The Bill would cap creditor recoveries in the UK at levels consistent with designated multilateral debt treatments, including the G20 Common Framework (see Observer Winter 2025, Summer 2025). This would prevent non-participating creditors from exploiting UK enforcement channels to extract preferential recoveries at the expense of participating creditors and debtor states. This is not only a matter of legal coherence but also of public accountability. Every public dollar written off in a multilateral restructuring becomes a dollar available to a non-participating creditor if financial centres allow full recovery. At a time of declining official development assistance and renewed fiscal austerity, such implicit subsidies are increasingly difficult to justify.
As the Bill regulates enforcement rather than contractual rights, the IMF’s suggestion that creditors might respond by changing the governing law of their instruments is misplaced. If enforcement is sought in the UK, the statutory cap applies regardless of the governing law. Changing governing law would deprive creditors of the predictability of English law while offering no practical advantage.
What matters for enforcement is not governing law but the location of attachable assets. As a major financial hub, London hosts the paying agents, trustees and financial institutions on which many sovereign bond issuances depend. These arrangements create jurisdictional hooks that bring enforcement actions to UK courts, and creditors cannot easily depart from them without significant operational and legal risk.
Towards an evidence-based debate
The IMF warns that enforcement legislation may raise borrowing costs or damage financial centres. These claims have no empirical basis. When CACs were first proposed, critics issued similar warnings. The IMF itself later found that pricing effects were negligible or, in some cases, positive.

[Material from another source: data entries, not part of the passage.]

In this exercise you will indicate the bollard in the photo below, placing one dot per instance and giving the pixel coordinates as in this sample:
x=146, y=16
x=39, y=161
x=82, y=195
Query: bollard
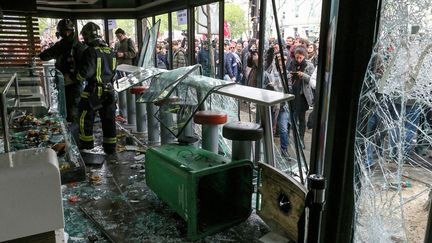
x=131, y=110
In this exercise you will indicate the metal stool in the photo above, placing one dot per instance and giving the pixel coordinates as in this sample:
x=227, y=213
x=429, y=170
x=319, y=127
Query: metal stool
x=210, y=132
x=141, y=114
x=242, y=134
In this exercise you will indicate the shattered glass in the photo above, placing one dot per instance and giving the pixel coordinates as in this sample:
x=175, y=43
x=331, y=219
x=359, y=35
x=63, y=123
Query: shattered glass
x=31, y=126
x=393, y=141
x=143, y=77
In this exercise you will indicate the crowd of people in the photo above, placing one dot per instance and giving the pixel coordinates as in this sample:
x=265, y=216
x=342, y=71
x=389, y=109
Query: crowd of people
x=294, y=61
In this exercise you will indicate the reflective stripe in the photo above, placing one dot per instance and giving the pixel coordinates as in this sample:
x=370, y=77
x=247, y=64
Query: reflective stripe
x=82, y=122
x=110, y=140
x=98, y=75
x=79, y=77
x=84, y=94
x=103, y=49
x=86, y=138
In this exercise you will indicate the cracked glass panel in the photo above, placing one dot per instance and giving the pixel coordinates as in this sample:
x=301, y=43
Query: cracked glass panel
x=393, y=139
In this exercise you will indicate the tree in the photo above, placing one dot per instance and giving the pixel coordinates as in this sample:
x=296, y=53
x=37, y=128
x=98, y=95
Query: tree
x=236, y=18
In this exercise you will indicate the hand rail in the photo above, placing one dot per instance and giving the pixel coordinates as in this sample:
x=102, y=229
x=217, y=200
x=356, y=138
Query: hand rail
x=4, y=110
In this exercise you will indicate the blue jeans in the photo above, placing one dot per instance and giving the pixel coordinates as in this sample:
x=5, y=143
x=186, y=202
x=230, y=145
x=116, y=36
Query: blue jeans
x=410, y=121
x=371, y=128
x=283, y=124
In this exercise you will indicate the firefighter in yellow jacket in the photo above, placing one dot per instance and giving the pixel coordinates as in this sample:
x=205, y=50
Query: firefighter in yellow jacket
x=97, y=68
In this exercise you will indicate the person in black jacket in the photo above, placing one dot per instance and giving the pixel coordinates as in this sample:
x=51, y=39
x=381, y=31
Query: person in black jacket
x=67, y=53
x=98, y=69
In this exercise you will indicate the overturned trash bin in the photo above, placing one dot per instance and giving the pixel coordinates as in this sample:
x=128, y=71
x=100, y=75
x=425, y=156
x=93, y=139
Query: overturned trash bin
x=209, y=191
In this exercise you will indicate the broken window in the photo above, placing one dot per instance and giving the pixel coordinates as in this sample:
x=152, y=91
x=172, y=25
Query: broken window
x=393, y=140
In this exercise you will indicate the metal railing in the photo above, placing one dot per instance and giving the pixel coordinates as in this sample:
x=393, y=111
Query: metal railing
x=4, y=103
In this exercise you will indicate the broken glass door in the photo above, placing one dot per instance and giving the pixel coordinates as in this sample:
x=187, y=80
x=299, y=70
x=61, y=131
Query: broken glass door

There is no evidence that enforcement legislation increases sovereign borrowing costs. Following the UK’s 2010 Act, private lending to the 36 countries covered by the legislation increased from $3 billion in 2005–2009 to $24 billion in 2010–2014 and $41 billion in 2015–2019. A 2011 UK Government review found no evidence that the Act harmed London’s status as a financial centre or constrained access to credit. If anything, it supported market development by expanding fiscal space through the Heavily Indebted Poor Countries (HIPC) initiative.
We encourage the IMF to focus on the real determinants of legislative impact: the geography of international payment systems, the location of assets subject to enforcement, and the benefits of coordinated adoption across major financial centres.
If multilateral debt relief is to succeed, domestic legal systems must reinforce the principles their governments endorse in international forums. The UK and other key states have the legal tools to support more orderly and equitable restructurings. It is time to use them.